Perhaps I missed it, but has a high profile Canadian spoken out?
A few short years ago George Ray, who is as American as Mom and apple pie, and who has been associated with KCTS9 for 35 years, made an announcement that was in stunning contrast to his role as KCTS Cooks anchor/host--he sat stone-faced and told his viewers that a documentary profiling the experience of returning U.S. veterans of the Iraq war had placed PBS in dire jeopardy of having federal funding pulled.
PBS is still here, so I am assuming the gov'mint pissed off the wrong George.
We sorely need a Gordon Pinsent or ? Donald Sutherland? to stand up for the Mother Corp.
I spent many a gloomy Sat. aft cooking, folding laundry etc...cheered by George's enthusiasm for the home recipes cooked on air by KCTS 9 viewers.
Sadly Hooked
Check him out:
http://kcts9.org/sites/default/files/08-01-12_release_kcts9_declares_george_ray_day_on_august_3_rev_9-12-12.pdf
Earth-father George:
http://video.kcts9.org/video/2166044393/
Public broadcasting has long been under attack in the USA and that's created fear in the management suites. The result is dumbed-down programming and pulled punches.
Juan Cole provides an example in PBS and the Koch Brother Scandal (plus “Koch Brothers Exposed”):
"PBS declined to show “Citizen Koch, a documentary about the Wisconsin public union issue, treating the influence of the dirty energy magnates who are destroying the world through climate change and funding climate change denial, among the various other nefarious things they do. This according to the New Yorker’s Jane Mayer. It points to the dangers of declining public funding for institutions such as PBS in favor of corporate sponsorships and the donations of the rich. No wonder investigative journalism is an endangered species!"
Many PBS offerings have embedded advertising and numerous messages from sponsors. I can put up with that but I despise the lengthy infomercials that, if not dishonest, even dangerous, are of questionable value. More on this subject from Seattlest.com
KCTS Infomercials, Supported by Viewers Like You
Efforts to weaken public broadcasting are gaining strength in the UK where the BBC is under sustained attack, accused of "deep liberal bias."
The one-percenters are not satisfied with having corporate media as obedient lapdogs, they want to stamp out other voices as well. Britain's Conservative government is now planning to impose cultural, political and economic views by censoring the internet so that unwelcome opinions are curtailed.
Yes, the CBC is declining but one still finds outstanding work. This morning I listened to Michael Enright talking to Canadian Paul Saltzman about Last White Knight and the filmmaker's decision to seek out Ku Klux Klan member Delay De La Beckwith, one of a group who beat him for being a 1965 civil rights activist helping register blacks to vote in Mississippi.
Powerful stuff.
I should add the link to Enright's talk with Saltzman.

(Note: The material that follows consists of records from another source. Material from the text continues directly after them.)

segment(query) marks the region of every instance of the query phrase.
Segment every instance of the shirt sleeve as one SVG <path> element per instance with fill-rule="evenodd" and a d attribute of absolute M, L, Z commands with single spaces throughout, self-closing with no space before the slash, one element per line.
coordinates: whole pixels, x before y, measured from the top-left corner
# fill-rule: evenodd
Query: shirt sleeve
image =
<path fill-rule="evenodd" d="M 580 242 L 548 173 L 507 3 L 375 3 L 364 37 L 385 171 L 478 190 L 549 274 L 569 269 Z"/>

It was first broadcast last February and remains worth listening to now.+++
Filmmaker Paul Saltzman's Last White Knight
As a regular podcast listener, I find much of NPR's programming operates at a higher level than the CBC's does. Indeed, I would argue that the CBC is often too conventional, too safe and too Toronto/Ontario-centric. Don't get me wrong. I'm a supporter of the public broadcasting. And I think there are some good people working there. But I'd be a lot more enthusiastic about the Mother Corp. if I felt they were making the best use of the resources they have available. And, at the present moment in time, that's not what I see as happening.
"Britain's Conservative government is now planning to impose cultural, political and economic views by censoring the internet so that unwelcome opinions are curtailed."
This will(or is being) be done, in Vicky "babysitter impregnator" Toes style with the pretense of protecting children from porn.
Anon-At-The-Top--
Ya, PBS is still here.
But so is the 'Corporation for Public Broadcasting' which has been 'GOP'ed to the point where they dig those 'bias ratings'.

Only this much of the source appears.